The Washington PostDemocracy Dies in Darkness

Opinion What comes after Roe falls?

A crowd gathered May 3 in front of the Supreme Court after a draft of an opinion was released indicating that Roe v. Wade would be overturned. (Bonnie Jo Mount/The Washington Post)

Abortion opponents say the right to privacy does not exist and that Roe v. Wade should be overturned because of it.

Several cases of settled law could be affected if Roe v. Wade were struck down. The nation could be looking at judicial reviews for gay rights and contraception rights as starters, because if Roe was incorrectly decided, it follows that Lawrence v. Texas and Eisenstadt v. Baird were also decided incorrectly, and every right and privilege that has flowed from those decisions is in jeopardy.

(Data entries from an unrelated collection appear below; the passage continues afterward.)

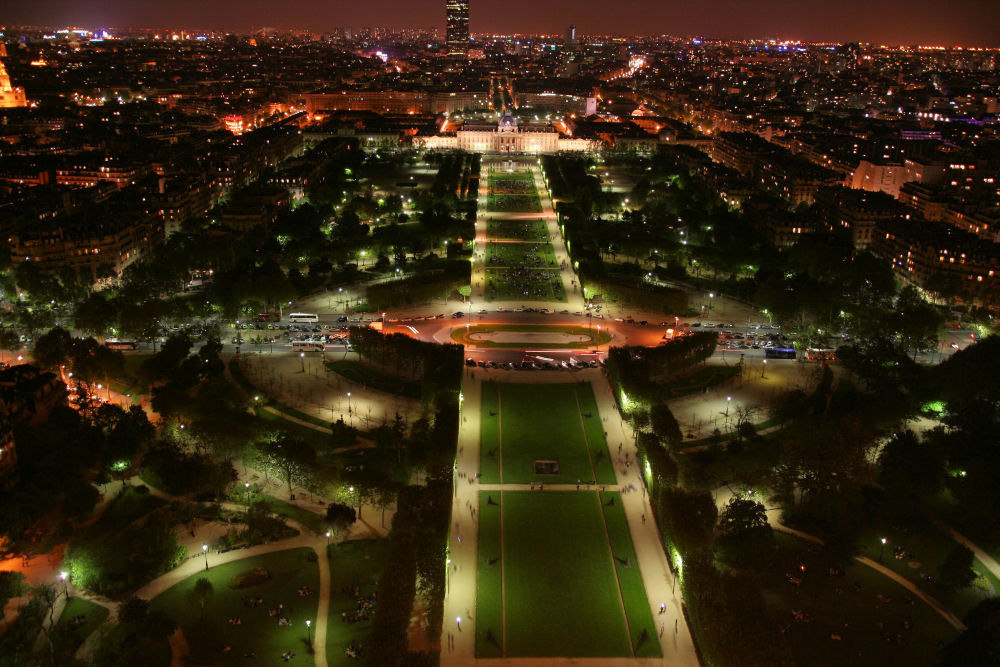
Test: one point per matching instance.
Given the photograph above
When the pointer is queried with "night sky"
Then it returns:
(964, 22)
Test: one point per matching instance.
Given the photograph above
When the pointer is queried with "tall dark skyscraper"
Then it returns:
(458, 27)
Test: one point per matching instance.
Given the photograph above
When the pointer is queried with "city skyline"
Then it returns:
(967, 23)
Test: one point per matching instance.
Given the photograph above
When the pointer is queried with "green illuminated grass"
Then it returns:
(209, 633)
(547, 422)
(642, 628)
(561, 597)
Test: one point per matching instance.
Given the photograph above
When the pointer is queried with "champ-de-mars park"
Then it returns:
(497, 409)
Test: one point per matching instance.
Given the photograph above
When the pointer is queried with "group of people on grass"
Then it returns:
(525, 254)
(364, 607)
(529, 283)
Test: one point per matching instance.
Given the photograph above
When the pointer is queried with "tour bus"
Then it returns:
(821, 354)
(113, 344)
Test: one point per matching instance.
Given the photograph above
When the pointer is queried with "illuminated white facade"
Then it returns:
(508, 137)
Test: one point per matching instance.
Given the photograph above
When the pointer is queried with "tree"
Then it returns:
(690, 518)
(12, 585)
(744, 533)
(52, 349)
(956, 570)
(288, 458)
(665, 424)
(95, 315)
(202, 590)
(339, 519)
(980, 643)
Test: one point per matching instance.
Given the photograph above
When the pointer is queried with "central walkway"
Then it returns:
(574, 298)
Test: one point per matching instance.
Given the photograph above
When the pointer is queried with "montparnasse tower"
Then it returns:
(9, 96)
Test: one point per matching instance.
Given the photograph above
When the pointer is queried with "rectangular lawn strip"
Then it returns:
(524, 284)
(847, 606)
(520, 254)
(604, 467)
(641, 625)
(513, 203)
(542, 422)
(352, 565)
(560, 590)
(489, 578)
(489, 436)
(69, 634)
(523, 230)
(208, 633)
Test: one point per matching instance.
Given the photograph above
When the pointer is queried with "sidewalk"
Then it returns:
(677, 648)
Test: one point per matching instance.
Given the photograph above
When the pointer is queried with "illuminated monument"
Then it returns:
(458, 27)
(9, 96)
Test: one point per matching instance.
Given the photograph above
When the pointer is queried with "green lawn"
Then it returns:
(520, 254)
(79, 618)
(560, 592)
(593, 335)
(543, 422)
(524, 284)
(209, 633)
(513, 203)
(352, 565)
(641, 625)
(521, 230)
(871, 631)
(489, 580)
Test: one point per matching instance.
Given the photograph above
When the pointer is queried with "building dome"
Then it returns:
(508, 120)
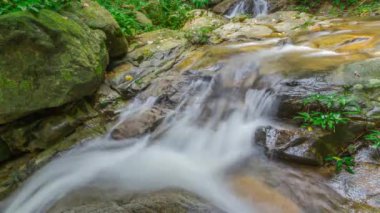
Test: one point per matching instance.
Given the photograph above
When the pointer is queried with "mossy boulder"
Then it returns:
(47, 60)
(98, 18)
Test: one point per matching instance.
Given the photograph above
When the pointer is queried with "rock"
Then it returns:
(13, 173)
(265, 198)
(363, 186)
(142, 19)
(5, 152)
(242, 32)
(165, 201)
(295, 145)
(138, 123)
(288, 22)
(363, 72)
(98, 18)
(46, 61)
(153, 53)
(224, 6)
(203, 19)
(44, 132)
(276, 5)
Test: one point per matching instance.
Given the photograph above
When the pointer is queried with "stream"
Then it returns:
(254, 7)
(207, 145)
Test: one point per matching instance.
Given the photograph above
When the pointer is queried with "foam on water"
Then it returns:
(209, 132)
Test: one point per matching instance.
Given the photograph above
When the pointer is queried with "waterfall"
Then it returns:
(189, 155)
(254, 7)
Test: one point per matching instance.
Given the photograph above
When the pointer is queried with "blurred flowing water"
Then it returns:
(211, 131)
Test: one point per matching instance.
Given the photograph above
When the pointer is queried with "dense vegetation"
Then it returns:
(329, 111)
(170, 14)
(163, 13)
(355, 7)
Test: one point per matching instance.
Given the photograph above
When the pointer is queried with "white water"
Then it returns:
(193, 154)
(260, 8)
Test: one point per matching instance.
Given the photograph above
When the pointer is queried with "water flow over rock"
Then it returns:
(211, 131)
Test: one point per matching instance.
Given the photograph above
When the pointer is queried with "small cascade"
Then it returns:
(254, 7)
(190, 155)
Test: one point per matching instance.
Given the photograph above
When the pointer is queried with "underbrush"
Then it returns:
(9, 6)
(340, 7)
(170, 14)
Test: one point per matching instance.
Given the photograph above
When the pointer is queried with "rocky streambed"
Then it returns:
(259, 68)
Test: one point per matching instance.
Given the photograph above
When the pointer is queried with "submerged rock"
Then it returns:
(291, 144)
(46, 61)
(243, 32)
(137, 124)
(166, 201)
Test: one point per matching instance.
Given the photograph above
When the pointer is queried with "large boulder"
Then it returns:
(164, 201)
(246, 31)
(204, 19)
(47, 60)
(98, 18)
(224, 6)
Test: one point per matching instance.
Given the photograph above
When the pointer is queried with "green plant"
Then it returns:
(199, 36)
(342, 162)
(325, 120)
(366, 8)
(34, 6)
(310, 5)
(124, 13)
(374, 137)
(331, 110)
(200, 3)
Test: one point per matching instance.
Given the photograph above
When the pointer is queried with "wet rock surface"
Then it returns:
(167, 201)
(162, 64)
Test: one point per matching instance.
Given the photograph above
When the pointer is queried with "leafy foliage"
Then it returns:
(200, 3)
(8, 6)
(163, 13)
(123, 12)
(345, 162)
(170, 14)
(324, 120)
(374, 137)
(333, 111)
(338, 3)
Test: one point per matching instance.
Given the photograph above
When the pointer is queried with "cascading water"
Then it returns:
(189, 155)
(255, 7)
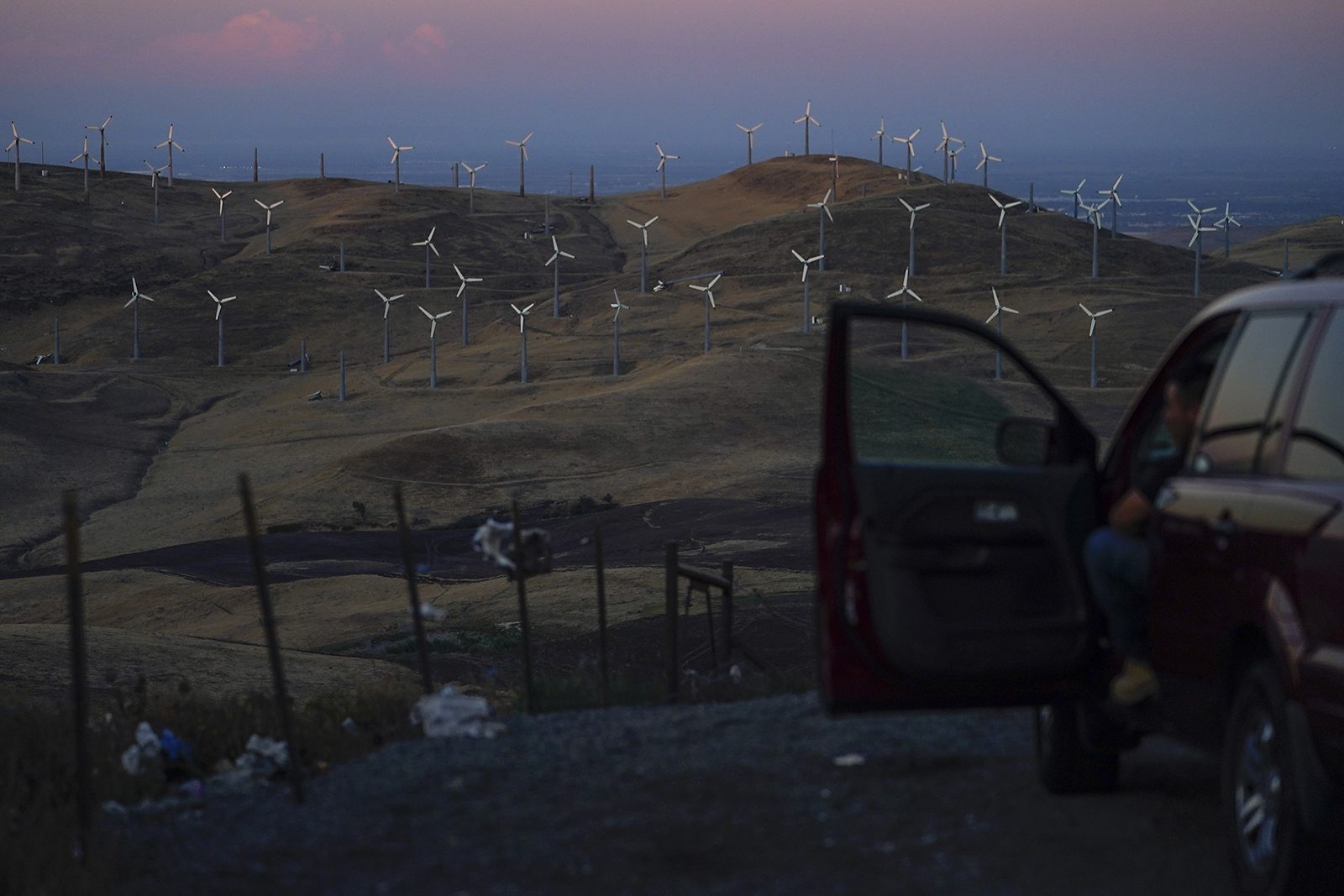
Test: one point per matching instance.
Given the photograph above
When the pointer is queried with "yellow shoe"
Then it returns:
(1135, 684)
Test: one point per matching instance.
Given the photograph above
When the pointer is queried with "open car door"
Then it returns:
(954, 493)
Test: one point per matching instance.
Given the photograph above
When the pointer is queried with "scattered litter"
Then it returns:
(454, 715)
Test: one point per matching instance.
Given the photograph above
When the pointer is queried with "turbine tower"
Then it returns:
(1225, 223)
(823, 212)
(1113, 196)
(1092, 338)
(709, 304)
(905, 291)
(663, 167)
(1003, 231)
(1074, 192)
(171, 144)
(555, 259)
(154, 181)
(999, 328)
(806, 121)
(1196, 223)
(222, 196)
(470, 190)
(522, 328)
(911, 150)
(433, 343)
(17, 144)
(616, 333)
(644, 250)
(102, 145)
(806, 301)
(913, 210)
(984, 163)
(269, 208)
(945, 148)
(219, 320)
(750, 134)
(522, 161)
(461, 295)
(429, 246)
(134, 305)
(396, 161)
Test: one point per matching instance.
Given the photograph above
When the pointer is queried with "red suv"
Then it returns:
(953, 501)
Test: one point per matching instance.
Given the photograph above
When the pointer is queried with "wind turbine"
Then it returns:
(1003, 231)
(85, 156)
(905, 291)
(1226, 224)
(806, 121)
(945, 147)
(911, 149)
(461, 293)
(269, 208)
(102, 145)
(1095, 214)
(522, 328)
(387, 324)
(470, 190)
(1092, 336)
(663, 167)
(750, 134)
(644, 250)
(999, 328)
(522, 160)
(396, 160)
(1196, 223)
(171, 144)
(616, 332)
(1113, 196)
(806, 301)
(984, 161)
(709, 302)
(154, 181)
(433, 344)
(823, 212)
(134, 304)
(555, 259)
(429, 246)
(219, 317)
(913, 210)
(222, 196)
(1074, 192)
(17, 144)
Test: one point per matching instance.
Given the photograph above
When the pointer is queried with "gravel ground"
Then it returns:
(712, 799)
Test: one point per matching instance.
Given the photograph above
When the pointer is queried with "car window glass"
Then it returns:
(1236, 419)
(941, 405)
(1316, 448)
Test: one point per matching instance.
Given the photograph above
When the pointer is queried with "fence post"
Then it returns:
(268, 621)
(78, 676)
(671, 621)
(417, 622)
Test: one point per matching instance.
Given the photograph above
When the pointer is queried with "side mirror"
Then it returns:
(1025, 441)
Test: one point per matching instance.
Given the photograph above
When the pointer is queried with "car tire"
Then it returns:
(1261, 810)
(1065, 763)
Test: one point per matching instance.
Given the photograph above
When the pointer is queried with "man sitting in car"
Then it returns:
(1117, 555)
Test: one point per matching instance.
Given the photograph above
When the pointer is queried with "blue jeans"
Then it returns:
(1117, 570)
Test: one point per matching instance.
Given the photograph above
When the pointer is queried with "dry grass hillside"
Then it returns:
(155, 446)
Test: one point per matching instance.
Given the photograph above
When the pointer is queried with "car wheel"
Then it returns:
(1063, 762)
(1260, 793)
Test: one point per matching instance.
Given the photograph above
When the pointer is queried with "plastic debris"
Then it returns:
(454, 715)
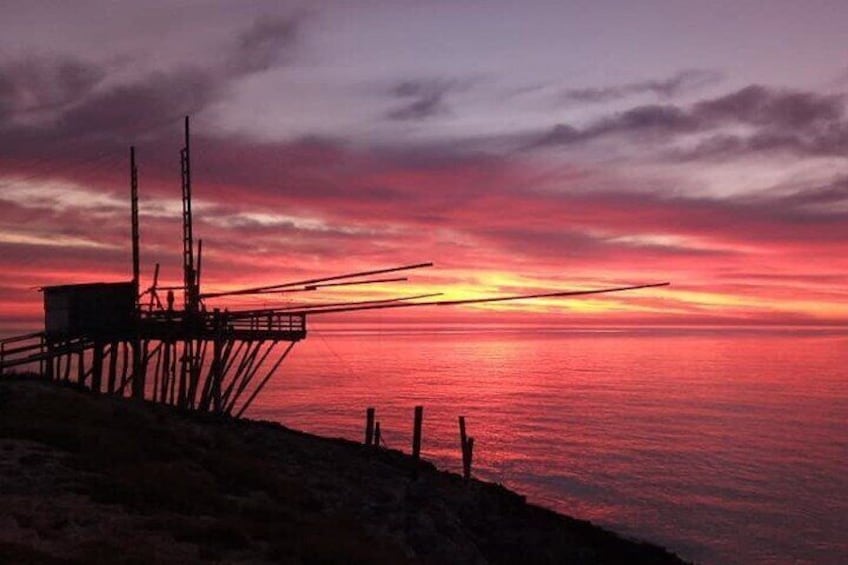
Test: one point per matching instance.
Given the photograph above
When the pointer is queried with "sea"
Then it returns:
(724, 445)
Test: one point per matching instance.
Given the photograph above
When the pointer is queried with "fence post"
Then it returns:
(416, 433)
(466, 445)
(369, 426)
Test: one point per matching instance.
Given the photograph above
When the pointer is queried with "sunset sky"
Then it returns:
(520, 146)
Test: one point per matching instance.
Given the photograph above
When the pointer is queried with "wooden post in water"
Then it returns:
(416, 433)
(467, 446)
(369, 426)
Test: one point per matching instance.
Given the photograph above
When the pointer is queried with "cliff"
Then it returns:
(99, 479)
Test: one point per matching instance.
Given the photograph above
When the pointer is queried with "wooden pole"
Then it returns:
(467, 446)
(416, 433)
(97, 367)
(369, 426)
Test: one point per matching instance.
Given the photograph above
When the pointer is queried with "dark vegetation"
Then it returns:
(99, 479)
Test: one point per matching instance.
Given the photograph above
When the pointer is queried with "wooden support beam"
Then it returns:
(262, 384)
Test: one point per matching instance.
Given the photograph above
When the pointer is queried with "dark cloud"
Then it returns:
(648, 120)
(38, 84)
(683, 81)
(95, 113)
(775, 109)
(778, 120)
(424, 99)
(267, 43)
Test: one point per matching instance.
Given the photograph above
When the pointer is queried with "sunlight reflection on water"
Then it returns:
(725, 449)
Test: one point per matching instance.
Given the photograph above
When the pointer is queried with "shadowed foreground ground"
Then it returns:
(97, 479)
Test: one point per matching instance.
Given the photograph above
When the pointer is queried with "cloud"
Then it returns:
(269, 42)
(775, 109)
(773, 120)
(424, 99)
(37, 84)
(680, 83)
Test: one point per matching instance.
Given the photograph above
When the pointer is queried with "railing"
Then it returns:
(21, 349)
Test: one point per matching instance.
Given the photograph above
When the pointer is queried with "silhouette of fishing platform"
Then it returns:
(113, 338)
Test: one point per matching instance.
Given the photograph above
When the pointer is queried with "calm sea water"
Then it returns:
(725, 448)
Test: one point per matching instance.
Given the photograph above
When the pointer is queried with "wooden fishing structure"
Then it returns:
(113, 338)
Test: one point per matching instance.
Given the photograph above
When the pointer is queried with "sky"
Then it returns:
(520, 146)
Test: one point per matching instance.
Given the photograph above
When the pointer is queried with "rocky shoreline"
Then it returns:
(86, 478)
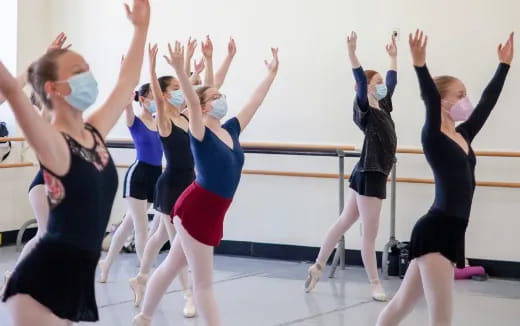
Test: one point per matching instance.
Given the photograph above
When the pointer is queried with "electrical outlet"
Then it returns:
(396, 32)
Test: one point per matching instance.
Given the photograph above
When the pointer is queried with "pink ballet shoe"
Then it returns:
(138, 286)
(314, 274)
(141, 320)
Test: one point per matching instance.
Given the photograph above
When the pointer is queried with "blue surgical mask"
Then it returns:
(381, 92)
(84, 91)
(177, 98)
(219, 108)
(152, 107)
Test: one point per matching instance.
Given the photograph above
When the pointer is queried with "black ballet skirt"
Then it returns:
(437, 232)
(60, 277)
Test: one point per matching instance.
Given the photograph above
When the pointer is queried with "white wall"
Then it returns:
(310, 101)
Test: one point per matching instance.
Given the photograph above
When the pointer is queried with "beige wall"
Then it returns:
(311, 100)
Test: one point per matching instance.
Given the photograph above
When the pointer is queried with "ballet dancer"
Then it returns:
(54, 283)
(437, 240)
(219, 159)
(372, 114)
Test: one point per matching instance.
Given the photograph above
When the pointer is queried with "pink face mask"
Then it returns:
(461, 110)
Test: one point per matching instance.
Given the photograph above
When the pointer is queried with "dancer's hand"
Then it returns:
(391, 48)
(152, 55)
(199, 66)
(58, 43)
(352, 43)
(176, 58)
(139, 15)
(506, 51)
(272, 66)
(207, 48)
(418, 44)
(190, 48)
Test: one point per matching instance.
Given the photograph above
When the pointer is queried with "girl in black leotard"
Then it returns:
(437, 240)
(54, 284)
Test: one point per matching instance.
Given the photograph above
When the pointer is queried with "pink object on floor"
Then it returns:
(468, 272)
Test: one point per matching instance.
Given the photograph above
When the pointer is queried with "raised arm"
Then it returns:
(207, 51)
(391, 75)
(490, 95)
(198, 69)
(175, 59)
(40, 134)
(190, 52)
(221, 74)
(247, 113)
(163, 122)
(107, 115)
(429, 91)
(57, 43)
(359, 73)
(21, 81)
(129, 114)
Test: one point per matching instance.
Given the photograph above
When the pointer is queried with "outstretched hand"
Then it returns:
(58, 43)
(190, 48)
(352, 42)
(207, 48)
(391, 48)
(418, 44)
(232, 47)
(152, 55)
(506, 51)
(139, 15)
(176, 58)
(199, 66)
(273, 65)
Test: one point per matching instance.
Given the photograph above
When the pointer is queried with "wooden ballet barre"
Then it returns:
(315, 147)
(15, 165)
(399, 180)
(5, 139)
(477, 153)
(321, 175)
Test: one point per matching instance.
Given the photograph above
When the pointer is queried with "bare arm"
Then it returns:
(247, 113)
(21, 79)
(107, 115)
(199, 68)
(190, 51)
(163, 123)
(130, 115)
(196, 124)
(224, 68)
(207, 51)
(49, 145)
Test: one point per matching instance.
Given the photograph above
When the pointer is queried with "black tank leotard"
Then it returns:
(179, 172)
(443, 228)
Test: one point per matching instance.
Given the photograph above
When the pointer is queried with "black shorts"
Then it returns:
(140, 181)
(170, 186)
(38, 180)
(370, 184)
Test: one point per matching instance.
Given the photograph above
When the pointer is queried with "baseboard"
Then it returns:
(495, 268)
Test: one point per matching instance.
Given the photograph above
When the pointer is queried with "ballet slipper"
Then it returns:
(189, 307)
(141, 320)
(138, 285)
(314, 274)
(104, 273)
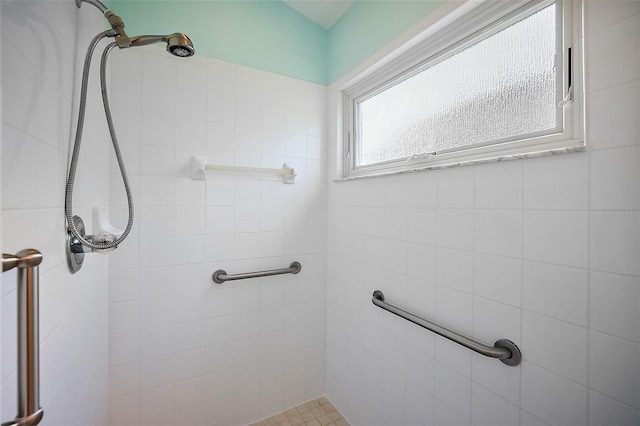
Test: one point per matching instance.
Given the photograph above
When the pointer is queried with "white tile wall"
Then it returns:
(39, 62)
(541, 251)
(180, 343)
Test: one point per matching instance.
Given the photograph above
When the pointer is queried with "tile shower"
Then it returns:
(181, 345)
(543, 251)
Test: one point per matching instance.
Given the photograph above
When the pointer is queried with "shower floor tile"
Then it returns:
(319, 412)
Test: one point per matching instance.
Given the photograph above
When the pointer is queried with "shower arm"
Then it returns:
(121, 37)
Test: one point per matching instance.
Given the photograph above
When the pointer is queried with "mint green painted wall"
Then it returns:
(367, 27)
(268, 35)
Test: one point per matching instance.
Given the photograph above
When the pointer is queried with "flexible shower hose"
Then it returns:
(68, 204)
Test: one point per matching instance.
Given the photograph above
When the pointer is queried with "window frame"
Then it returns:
(474, 23)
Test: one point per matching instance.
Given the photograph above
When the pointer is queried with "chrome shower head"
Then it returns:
(178, 44)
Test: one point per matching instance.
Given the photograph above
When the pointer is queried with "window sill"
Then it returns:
(446, 165)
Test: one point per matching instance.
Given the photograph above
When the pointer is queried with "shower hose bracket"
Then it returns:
(75, 249)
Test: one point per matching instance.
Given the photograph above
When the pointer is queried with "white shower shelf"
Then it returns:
(200, 167)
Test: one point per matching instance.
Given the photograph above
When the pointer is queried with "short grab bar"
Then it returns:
(221, 275)
(27, 261)
(505, 350)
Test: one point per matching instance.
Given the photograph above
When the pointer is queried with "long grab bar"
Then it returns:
(505, 350)
(199, 166)
(27, 261)
(221, 275)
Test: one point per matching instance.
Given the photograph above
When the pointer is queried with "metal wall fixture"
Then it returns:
(504, 350)
(199, 167)
(220, 276)
(27, 261)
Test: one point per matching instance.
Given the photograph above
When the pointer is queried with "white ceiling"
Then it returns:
(323, 12)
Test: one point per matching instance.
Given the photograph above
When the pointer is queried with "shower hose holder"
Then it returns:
(76, 250)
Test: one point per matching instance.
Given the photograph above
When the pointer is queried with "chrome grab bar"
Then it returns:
(221, 275)
(505, 350)
(27, 261)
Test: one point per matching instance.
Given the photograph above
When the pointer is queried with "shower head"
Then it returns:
(178, 44)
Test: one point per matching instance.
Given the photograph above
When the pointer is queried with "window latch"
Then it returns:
(425, 156)
(568, 97)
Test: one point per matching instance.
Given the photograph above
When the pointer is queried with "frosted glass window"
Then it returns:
(493, 90)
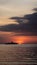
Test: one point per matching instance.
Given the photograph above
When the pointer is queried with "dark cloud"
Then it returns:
(35, 9)
(29, 28)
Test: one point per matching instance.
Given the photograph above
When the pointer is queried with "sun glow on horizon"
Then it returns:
(24, 39)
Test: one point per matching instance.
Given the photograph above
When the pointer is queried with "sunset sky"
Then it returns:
(12, 28)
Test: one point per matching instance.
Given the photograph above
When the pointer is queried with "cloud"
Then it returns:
(29, 28)
(35, 9)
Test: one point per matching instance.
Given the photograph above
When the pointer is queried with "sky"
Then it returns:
(11, 27)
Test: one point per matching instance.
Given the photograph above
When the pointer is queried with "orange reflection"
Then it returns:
(24, 39)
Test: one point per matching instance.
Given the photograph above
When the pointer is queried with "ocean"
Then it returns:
(20, 54)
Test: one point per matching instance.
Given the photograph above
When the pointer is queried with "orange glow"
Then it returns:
(24, 39)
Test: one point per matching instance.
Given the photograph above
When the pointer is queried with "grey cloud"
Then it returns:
(29, 28)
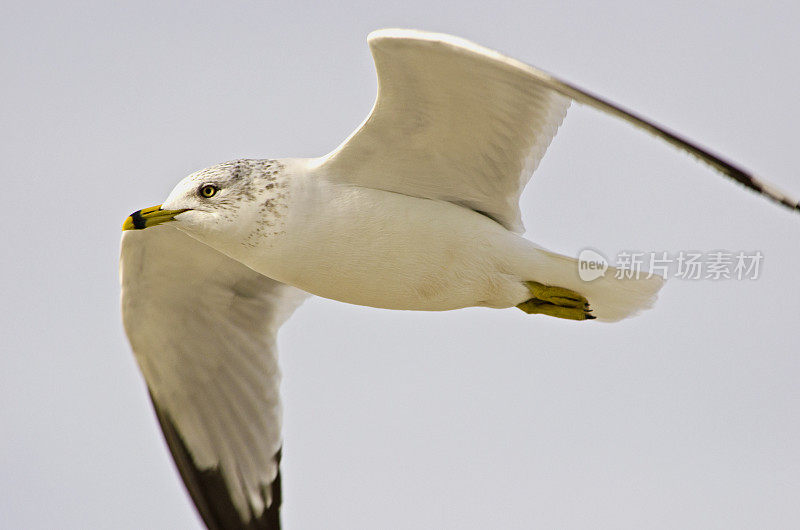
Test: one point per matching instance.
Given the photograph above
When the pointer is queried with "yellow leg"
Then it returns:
(557, 302)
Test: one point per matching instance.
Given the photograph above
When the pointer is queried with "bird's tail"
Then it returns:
(613, 294)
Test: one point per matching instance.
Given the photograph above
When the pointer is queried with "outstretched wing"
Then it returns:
(452, 121)
(202, 327)
(458, 122)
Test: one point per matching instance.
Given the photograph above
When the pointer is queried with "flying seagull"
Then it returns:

One of the most important things we expect from our Supreme Court is critical thinking. If the court has determined that we have no right to privacy, it opens the door for further and further government invasion of our private lives. It is incumbent upon the justices to think beyond issues and focus on the potential impact of their decisions on the daily lives of the American people.

Eileen McClure Nelson, Burke

The writer is a former board chair of Prochoice Virginia.

It is a devastating time to be a young woman in this country. A warming planet, widening inequality, a never-ending pandemic and now the probable elimination of a woman’s basic right to her own body.

A single polarized political maneuver stole a basic human right of millions. I am often struck by how people in the United States view abortion. As if the choice to end a pregnancy is a frivolous decision made by a godless woman who thinks only of herself.

To those who claim we have reached equality: The idea that women are represented in equal numbers in the workforce and that there is no longer shame for a child born out of wedlock severely misrepresents the great burden of sacrifice imposed on womankind. Whether it be done in the service of a husband, a child or a parent, a woman’s agency is expected to come last. It is easy for many to pat themselves on the back because we no longer live in the worst time to be a woman. But having the ability to hold your head above water doesn’t mean those who come after you are guaranteed to be safe from drowning.

Kara Savitt, Washington

The May 4 Metro article “Court’s draft opinion puts spotlight on abortion in Md. governor’s race” mentioned that the Maryland General Assembly enacted legislation that expands access to abortion providers. It allows physician assistants, midwives and nurse practitioners to perform the procedure, just as they can in 14 other states.

The article failed to mention that the Abortion Care Access Act, which was passed over Gov. Larry Hogan’s (R) veto, also requires insurance providers to provide abortion care without charge or co-payments and prohibits any other undue restrictions on coverage. The new law, the most significant expansion of reproductive rights passed in the past 30 years, not only expands access to abortion services but also ensures that women of all income levels can receive the reproductive health care they need.

Linda K. Foley, Potomac

The writer, a Democrat, represents Montgomery County in the Maryland House of Delegates.

I was just an average college student, taking the bus into Detroit for an appointment with an abortionist. It was the 1960s, and, as I sat on the bus, I felt a deep and abiding anger toward my country, my society and my culture, all of which had put me in this impossible position. I knew I was risking my life to obtain the illegal operation, but it was my decision, my choice, and the abortion was both what I wanted and what I needed to pursue my goals in life.

A few years later, when abortion became legal, I put away the memory of that Detroit bus ride. But now, the leaked Supreme Court draft opinion re-criminalizing abortion has brought it all back, and I feel that anger welling up in me again. How dare they take away my right to physical self-determination! It has been established law for almost half a century.

Sidney Moore, Annapolis

The Post has reported that polls show Americans support Roe v. Wade. Even though the credibility of polls has been tarnished by recent elections, such reliance on opinion polls forgets that the role of the judiciary is not a popularity contest but to rule on the law. Judges should not be moral arbiters, just legal ones.

Abortion advocates should follow the lead of suffragists, who supported the 19th Amendment, and Abraham Lincoln, who fostered the 13th Amendment against slavery. It then would be a part of the Constitution beyond debate.